As we commemorate the 106th International Women's Day (March 8), women comprise less than one fifth of U.S. Congress, despite making up half the population. Just five of 50 U.S. governors are women. The United States is still behind Afghanistan and Rwanda when it comes to women's representation in office.
The good news is that these statistics notwithstanding, women are making meaningful strides in leadership every day in ways big and small. This International Women's Day, let's celebrate that positive progress. The following groups of women are three reasons to cheer this year:
Women Who Run: In races across the country, women are stepping up with grace and grit to challenge the status quo. Voters expect more from women candidates than they do from men; women must be qualified, likable, warm, strong, competent, compassionate, polished but not too pretty -- and the list goes on.
Despite these higher hurdles, women are clearing the bar.
This International Women's Day, I'm applauding women like Kentucky Secretary of State Alison Lundergan Grimes. The Democratic Senate candidate is leading Minority Leader Mitch McConnell by four points in one of the most high-profile, high stakes races in the country, according to a February poll. I'm celebrating women like Texas gubernatorial candidate and State Senator Wendy Davis, who recently became the state's first woman gubernatorial nominee since the late, great Ann Richards nearly 25 years ago.
And here in Massachusetts, I'm cheering on women like the incomparable Attorney General and gubernatorial candidate Martha Coakley.
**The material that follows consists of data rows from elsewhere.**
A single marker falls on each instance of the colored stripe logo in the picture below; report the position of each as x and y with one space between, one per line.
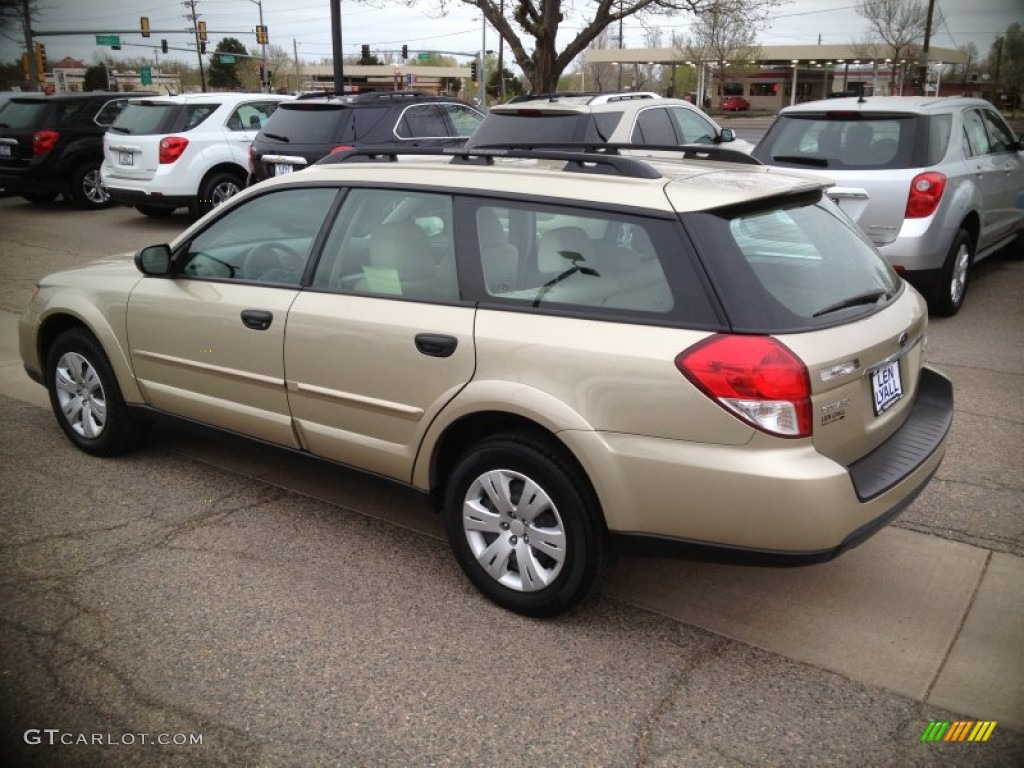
960 730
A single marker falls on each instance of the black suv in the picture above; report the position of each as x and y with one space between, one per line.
54 145
305 130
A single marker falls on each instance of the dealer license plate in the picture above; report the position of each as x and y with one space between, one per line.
886 386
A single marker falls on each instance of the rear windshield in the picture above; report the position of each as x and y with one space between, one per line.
796 267
306 123
22 114
539 127
856 141
145 118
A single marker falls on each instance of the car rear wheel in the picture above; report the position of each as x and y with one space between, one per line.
157 212
85 396
86 188
523 524
216 188
950 291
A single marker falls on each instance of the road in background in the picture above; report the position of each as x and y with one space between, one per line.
293 613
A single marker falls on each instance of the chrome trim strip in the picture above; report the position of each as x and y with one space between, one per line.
228 373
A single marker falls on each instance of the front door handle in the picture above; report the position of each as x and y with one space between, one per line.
257 320
436 345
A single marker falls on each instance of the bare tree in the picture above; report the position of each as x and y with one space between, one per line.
536 24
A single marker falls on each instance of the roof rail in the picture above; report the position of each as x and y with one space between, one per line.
576 160
684 152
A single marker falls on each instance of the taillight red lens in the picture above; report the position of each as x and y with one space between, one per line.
926 193
756 378
43 141
171 148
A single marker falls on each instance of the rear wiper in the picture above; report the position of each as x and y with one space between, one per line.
801 160
864 298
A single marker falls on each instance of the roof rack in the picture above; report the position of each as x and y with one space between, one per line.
576 160
684 152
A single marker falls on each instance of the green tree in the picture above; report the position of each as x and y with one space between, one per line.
220 75
537 25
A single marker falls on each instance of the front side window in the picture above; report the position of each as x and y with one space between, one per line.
794 266
391 243
544 257
267 239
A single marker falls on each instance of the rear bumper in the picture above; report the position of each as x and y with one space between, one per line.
768 501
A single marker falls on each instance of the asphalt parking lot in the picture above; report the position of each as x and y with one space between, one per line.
287 612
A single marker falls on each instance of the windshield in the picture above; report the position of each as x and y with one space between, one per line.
792 267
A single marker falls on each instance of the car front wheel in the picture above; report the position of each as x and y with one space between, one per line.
523 524
950 291
85 396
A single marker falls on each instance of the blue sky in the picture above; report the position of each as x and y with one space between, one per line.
387 28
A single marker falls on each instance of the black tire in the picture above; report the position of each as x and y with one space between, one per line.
156 212
86 189
86 398
954 276
565 561
39 198
216 188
Her combination of qualifications, results, and resilience has made her one of the most popular statewide elected officials in Massachusetts - and a top contender to be the state's first woman in the corner office.
And of course, we couldn't commemorate women making strides in politics and on the global stage without mentioning former Secretary of State, U.S. Senator, First Lady, and icon Hillary Clinton. Here's hoping we can include her name in the "Women Who Run" category again soon.
Women Who Have Won: It's not only women running that's worth celebrating- it's what they do once they've won, too. With women's voices in office and on the bench, we passed the most inclusive Violence Against Women Act to date, upheld the Affordable Care Act, and got the Lilly Ledbetter Fair Pay Act on the books, to name just a few. Because of women's voices, we are finally tackling the issue of sexual assault in the military (Senator Kirsten Gillibrand is not backing down, even after this week's discouraging Senate vote) and addressing gun violence head on.
Barbara Lee Family Foundation research has shown that voters give women due credit for being in touch with what matters to voters' everyday lives, too. They understand the costs of healthcare, the cost of food, and really "get it" in a way that typical politicians do not. Keeping it real? That's something to high-five this International Women's Day, too.
Women Who Get It Done: It takes a team to make a candidate - a qualified, committed, gender-balanced team of staffers to schedule, prepare, coach, manage, and encourage. Let's hear it for the women behind the women who are helping make history: the campaign managers, fundraising pros, media relations gurus, and hard-working interns who make it all possible. They deserve this day, too.